I have a DAG which is created by querying DynamoDB for a list and for each item in the list a task is created using a PythonOperator and adding it to the DAG. Not show in the example below but it's important to note that some of the items on the list depend upon other tasks so I'm using set_upstream
to enforce the dependencies.
- airflow_home
\- dags
\- workflow.py
workflow.py
def get_task_list():
# ... query dynamodb ...
def run_task(task):
# ... do stuff ...
dag = DAG(dag_id='my_dag', ...)
tasks = get_task_list()
for task in tasks:
t = PythonOperator(
task_id=task['id'],
provide_context=False,
dag=dag,
python_callable=run_task,
op_args=[task]
)
The problem is workflow.py
is getting run over and over (every time a task runs?) and my get_task_list()

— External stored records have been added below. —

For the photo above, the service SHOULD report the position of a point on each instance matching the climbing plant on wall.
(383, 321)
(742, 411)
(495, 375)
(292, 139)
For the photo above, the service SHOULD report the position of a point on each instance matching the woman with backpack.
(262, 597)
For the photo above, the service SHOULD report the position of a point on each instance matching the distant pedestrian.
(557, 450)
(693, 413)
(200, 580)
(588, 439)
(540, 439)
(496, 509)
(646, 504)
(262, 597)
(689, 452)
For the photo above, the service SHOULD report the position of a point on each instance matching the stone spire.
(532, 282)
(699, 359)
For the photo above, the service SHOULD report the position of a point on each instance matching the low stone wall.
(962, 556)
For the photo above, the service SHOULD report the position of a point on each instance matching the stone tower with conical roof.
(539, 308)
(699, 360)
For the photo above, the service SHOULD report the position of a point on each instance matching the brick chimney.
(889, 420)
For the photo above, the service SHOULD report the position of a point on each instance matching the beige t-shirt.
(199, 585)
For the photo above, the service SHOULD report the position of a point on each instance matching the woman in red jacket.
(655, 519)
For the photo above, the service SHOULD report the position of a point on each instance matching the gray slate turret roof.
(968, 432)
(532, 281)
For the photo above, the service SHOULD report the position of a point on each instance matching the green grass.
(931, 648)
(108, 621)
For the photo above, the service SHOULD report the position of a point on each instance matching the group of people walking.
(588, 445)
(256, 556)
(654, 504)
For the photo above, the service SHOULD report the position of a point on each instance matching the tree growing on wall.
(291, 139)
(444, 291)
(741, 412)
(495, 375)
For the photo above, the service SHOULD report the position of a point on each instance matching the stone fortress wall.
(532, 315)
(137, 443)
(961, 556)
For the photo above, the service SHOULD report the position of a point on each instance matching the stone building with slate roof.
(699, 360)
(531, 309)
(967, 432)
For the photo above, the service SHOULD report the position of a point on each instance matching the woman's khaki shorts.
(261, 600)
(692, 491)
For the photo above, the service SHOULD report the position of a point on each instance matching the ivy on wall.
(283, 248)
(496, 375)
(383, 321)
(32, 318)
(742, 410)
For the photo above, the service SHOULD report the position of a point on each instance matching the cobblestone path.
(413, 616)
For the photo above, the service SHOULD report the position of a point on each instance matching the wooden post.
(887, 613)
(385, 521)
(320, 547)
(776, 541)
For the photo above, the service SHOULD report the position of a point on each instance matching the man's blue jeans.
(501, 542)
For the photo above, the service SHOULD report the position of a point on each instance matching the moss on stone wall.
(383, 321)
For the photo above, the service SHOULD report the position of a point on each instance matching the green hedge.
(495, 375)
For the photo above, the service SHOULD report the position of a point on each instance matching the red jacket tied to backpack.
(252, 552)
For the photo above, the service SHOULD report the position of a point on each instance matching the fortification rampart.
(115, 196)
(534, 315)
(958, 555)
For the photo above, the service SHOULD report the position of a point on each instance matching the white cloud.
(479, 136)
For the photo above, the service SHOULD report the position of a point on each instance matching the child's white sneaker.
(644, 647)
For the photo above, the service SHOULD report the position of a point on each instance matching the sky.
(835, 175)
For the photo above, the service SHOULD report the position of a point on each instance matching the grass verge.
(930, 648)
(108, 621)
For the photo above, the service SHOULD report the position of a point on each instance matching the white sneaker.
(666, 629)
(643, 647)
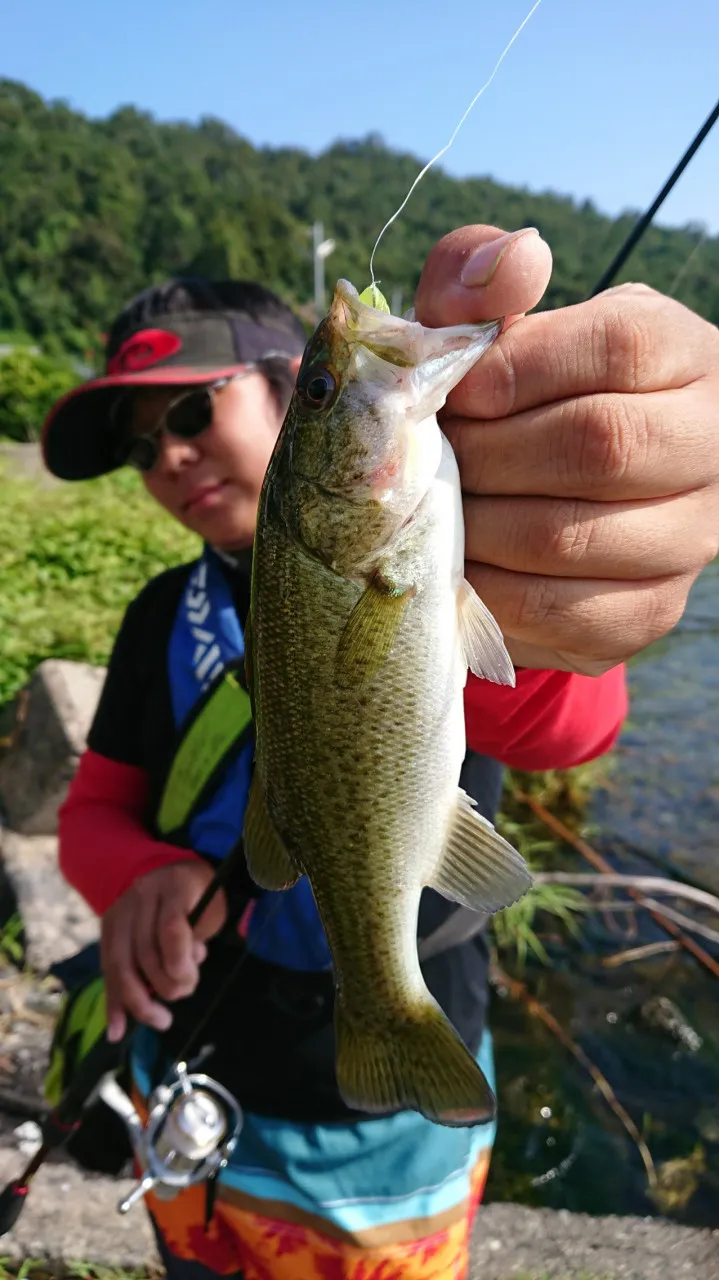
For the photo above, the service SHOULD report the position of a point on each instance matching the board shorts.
(389, 1198)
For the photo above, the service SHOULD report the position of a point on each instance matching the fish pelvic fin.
(482, 643)
(268, 860)
(370, 632)
(418, 1064)
(479, 868)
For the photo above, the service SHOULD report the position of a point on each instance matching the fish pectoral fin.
(482, 643)
(370, 631)
(248, 676)
(479, 868)
(268, 860)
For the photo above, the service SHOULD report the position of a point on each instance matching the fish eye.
(317, 387)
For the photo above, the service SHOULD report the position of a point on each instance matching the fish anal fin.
(482, 643)
(370, 631)
(268, 860)
(479, 868)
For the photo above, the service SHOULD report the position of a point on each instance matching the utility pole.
(321, 250)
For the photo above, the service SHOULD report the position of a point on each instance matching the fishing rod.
(192, 1127)
(644, 222)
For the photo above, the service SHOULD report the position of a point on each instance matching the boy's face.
(211, 483)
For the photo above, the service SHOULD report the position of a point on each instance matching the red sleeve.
(552, 720)
(104, 842)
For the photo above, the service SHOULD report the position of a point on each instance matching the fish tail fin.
(420, 1064)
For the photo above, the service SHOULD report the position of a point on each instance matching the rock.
(72, 1215)
(54, 716)
(56, 919)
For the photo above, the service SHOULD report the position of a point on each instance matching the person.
(586, 447)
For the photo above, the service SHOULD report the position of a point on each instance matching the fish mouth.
(434, 359)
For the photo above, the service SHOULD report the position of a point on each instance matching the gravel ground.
(73, 1216)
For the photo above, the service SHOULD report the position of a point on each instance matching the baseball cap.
(181, 348)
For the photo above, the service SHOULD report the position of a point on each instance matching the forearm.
(104, 842)
(552, 720)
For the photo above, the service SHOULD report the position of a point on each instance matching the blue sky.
(598, 97)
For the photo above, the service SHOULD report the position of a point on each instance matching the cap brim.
(77, 439)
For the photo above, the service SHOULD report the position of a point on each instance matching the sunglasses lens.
(191, 415)
(142, 453)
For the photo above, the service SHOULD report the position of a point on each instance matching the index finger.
(628, 339)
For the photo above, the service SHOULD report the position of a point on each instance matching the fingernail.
(115, 1028)
(481, 265)
(163, 1019)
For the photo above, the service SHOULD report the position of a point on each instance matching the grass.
(42, 1269)
(72, 557)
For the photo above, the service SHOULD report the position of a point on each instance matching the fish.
(361, 631)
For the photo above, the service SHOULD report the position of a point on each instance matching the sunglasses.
(186, 417)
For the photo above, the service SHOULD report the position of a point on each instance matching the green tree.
(30, 384)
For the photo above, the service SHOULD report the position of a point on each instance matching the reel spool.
(192, 1128)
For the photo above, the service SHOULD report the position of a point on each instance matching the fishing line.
(445, 149)
(687, 264)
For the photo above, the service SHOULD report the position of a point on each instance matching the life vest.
(207, 786)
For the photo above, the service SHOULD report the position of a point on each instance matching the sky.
(596, 99)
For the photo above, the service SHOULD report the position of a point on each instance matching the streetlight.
(321, 250)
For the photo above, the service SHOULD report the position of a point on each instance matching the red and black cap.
(178, 350)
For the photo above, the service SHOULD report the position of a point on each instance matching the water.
(559, 1144)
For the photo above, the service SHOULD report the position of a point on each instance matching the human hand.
(587, 447)
(146, 942)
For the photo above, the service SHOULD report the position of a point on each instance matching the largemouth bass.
(362, 629)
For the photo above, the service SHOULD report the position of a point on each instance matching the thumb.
(482, 273)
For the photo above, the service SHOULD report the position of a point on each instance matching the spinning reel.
(189, 1134)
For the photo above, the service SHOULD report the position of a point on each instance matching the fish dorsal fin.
(482, 643)
(479, 868)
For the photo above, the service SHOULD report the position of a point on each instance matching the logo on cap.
(143, 350)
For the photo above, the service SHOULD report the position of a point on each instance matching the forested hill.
(91, 210)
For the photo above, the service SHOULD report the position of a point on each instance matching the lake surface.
(559, 1144)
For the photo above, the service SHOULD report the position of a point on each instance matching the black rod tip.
(12, 1203)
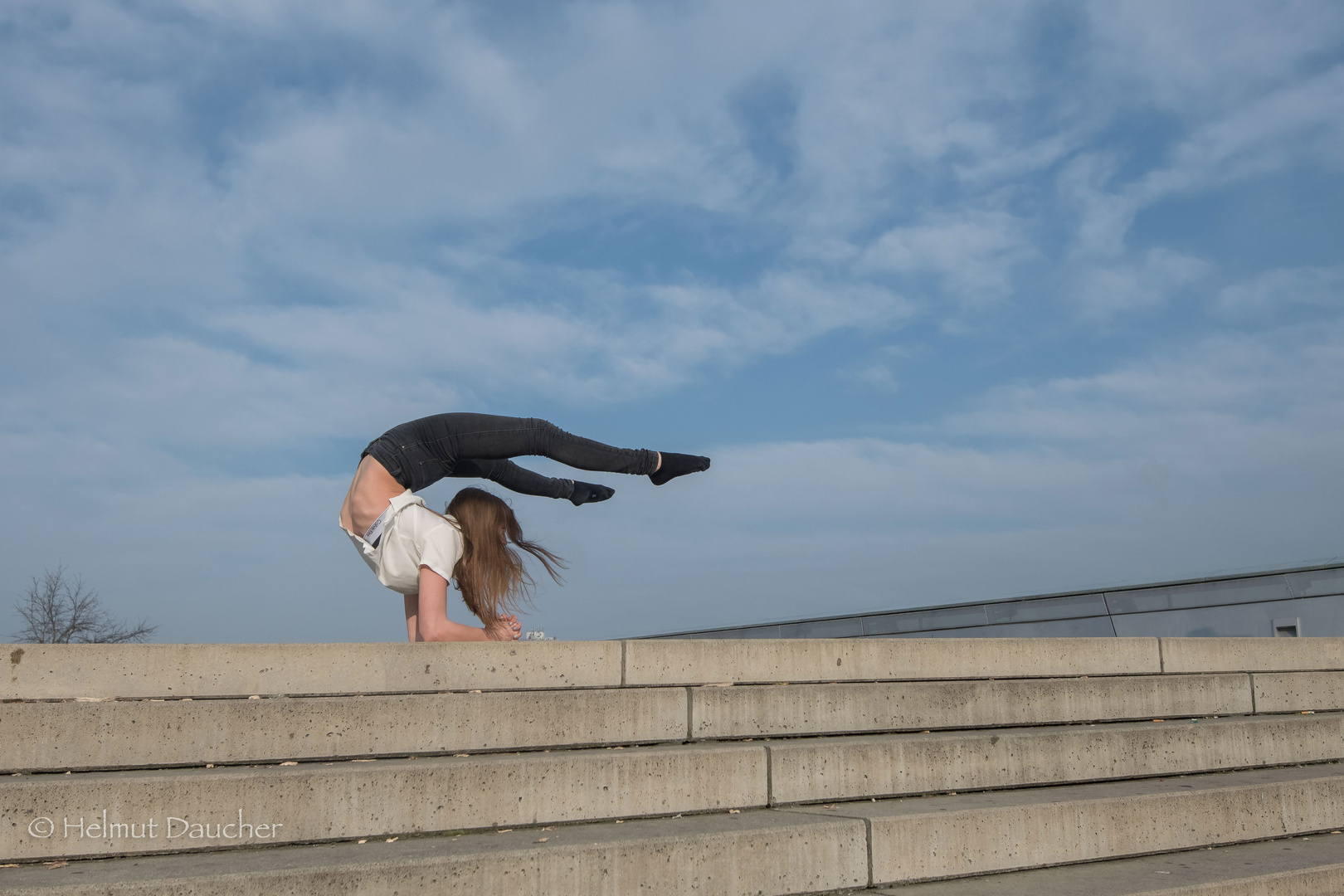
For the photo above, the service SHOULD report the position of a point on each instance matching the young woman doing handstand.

method is getting throttled by AWS and throwing exceptions.
I thought it was because whenever run_task()
was called it was running all the globals in workflow.py
so I've tried moving run_task()
into a separate module like this:
- airflow_home
\- dags
\- workflow.py
\- mypackage
\- __init__
\- task.py
But it didn't change anything. I've even tried putting get_task_list()
into a SubDagOperator wrapped with a factory function, which still behaves the same way.
Is my problem related to these issues?
Also, why is workflow.py
getting run so often and why would an error thrown by get_task_list()
cause the individual task to fail when the task method doesn't reference workflow.py
and has no dependencies on it?
Most importantly, what would be the best way to both process the list in parallel and enforce any dependencies between items in the list?